A couple new biblio-novels have made appearances recently:
Alix Christie's Gutenberg's Apprentice (HarperCollins) is a fictionalized account of the Gutenberg workshop in Mainz during the production of the 42-line Bible. The story is told from the perspective of the eponymous apprentice, Peter Schoeffer, and Christie has at least to a significant degree tried to get the details right. She hasn't always succeeded, alas, and the actual plot of the novel is pretty lackluster, but Christie's writing is lovely and makes this historical reconstruction entirely worth a read. The contextualization of Gutenberg's (and Fust and Schoeffer's) work within the political and religious upheaval of 1450s Mainz alone would recommend it to anyone interested in the period.

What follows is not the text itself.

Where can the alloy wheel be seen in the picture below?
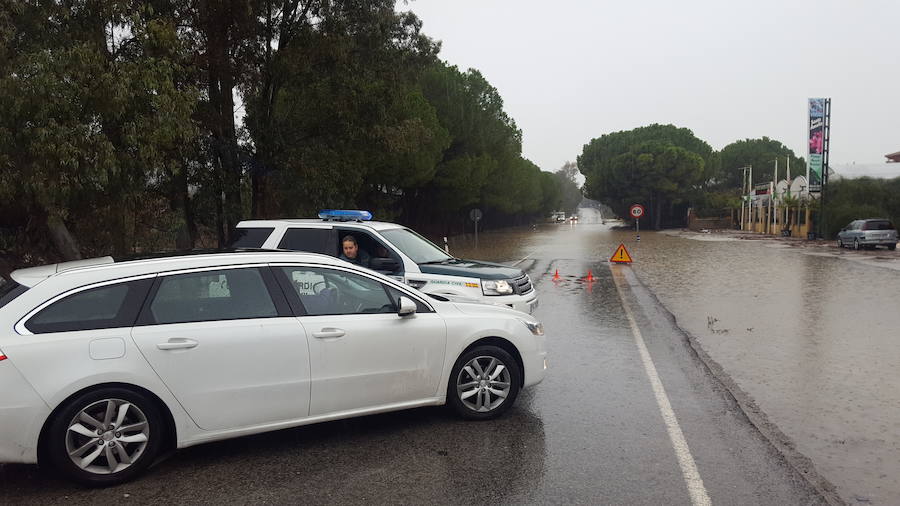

Charlie Lovett has followed his The Bookman's Tale with First Impressions: A Novel of Old Books, Unexpected Love, and Jane Austen (Viking). Aside from the primal screams I must force myself to swallow every time an otherwise-sympathetic character in one of these novels steals a rare book or manuscript (surely, dear authors, there must be other ways to accomplish these things!) I quite liked this book as a biblio-mystery: it's got good characters, a quasi-believable plot, and a reasonable mystery with a healthy number of red herrings swimming around for good measure, even if the whole thing does follow a fairly obvious formula. I'm sure there's lots more fan service to Janeites in here than I caught, but the biblio-bits are quite nicely handled.